Tra calcoli e polemiche alla fine vince sempre Djokovic
Questa volta è andato anche contro il suo corpo, senza curarsi della tempesta che intorno a sè infuriava e colpiva i suoi avversari in corsa per le Finals. Novak Djokovic ha vinto il quarantesimo Masters 1000, trovando delle difficoltà che sembra non l’abbiano mai impensierito per davvero. “Ho avuto un virus intestinale, sono stato malissimo; ho trovato comunque le energie per giocare contro un Rublev che mi ha soffocato come un serpente”, è stato lui stesso nel post semifinale a spiegare le sua forma non esaltante delle precedenti partite.
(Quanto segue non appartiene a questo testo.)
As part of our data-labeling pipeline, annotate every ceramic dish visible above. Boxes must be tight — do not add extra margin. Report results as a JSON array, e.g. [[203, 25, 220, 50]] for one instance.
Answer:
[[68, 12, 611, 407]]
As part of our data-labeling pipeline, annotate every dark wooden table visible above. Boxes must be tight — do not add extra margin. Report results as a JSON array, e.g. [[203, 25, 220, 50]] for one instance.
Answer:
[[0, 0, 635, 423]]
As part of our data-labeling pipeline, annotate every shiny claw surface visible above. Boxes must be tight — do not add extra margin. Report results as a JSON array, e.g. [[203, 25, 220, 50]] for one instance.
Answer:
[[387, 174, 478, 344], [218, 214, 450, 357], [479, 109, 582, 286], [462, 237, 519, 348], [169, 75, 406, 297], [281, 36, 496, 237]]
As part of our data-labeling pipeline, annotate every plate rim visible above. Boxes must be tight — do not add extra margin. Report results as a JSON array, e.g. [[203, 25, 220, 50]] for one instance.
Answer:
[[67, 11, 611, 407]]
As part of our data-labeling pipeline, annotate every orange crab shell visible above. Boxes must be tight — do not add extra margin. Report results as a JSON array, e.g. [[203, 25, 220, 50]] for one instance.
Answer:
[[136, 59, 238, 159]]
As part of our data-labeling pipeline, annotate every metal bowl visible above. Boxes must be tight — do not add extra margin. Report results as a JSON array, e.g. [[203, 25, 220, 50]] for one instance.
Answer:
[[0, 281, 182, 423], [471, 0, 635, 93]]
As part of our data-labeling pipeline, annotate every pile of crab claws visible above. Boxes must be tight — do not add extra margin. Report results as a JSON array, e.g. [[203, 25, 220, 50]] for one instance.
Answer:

Se il terzo set con Rune era prevedibile con il danese che doveva almeno cercare di negare la rivincita al serbo, quello contro Griekspoor è stato inaspettato e forse inspiegabile (con Nole che perde il set da un vantaggio di 4-1). Ecco perchè quindi Djoko ha sconfitto anche se stesso, Rublev ci ha messo certamente del suo con quel doppio fallo sul match point che è costato il sacrificio della sua racchetta, ma con i risultati degli altri la vittoria finale serba era diventato il risultato più logico. Senza Alcaraz, crollato contro Safiullin all’esordio, senza Sinner e senza Medvedev il quarantesimo 1000 è andato incontro a Nole, lasciando per strada le lacrime di Dimitrov sconfitto in finale; chissà se l’ex Baby Fed avrà ancora un’occasione per vincere un Masters.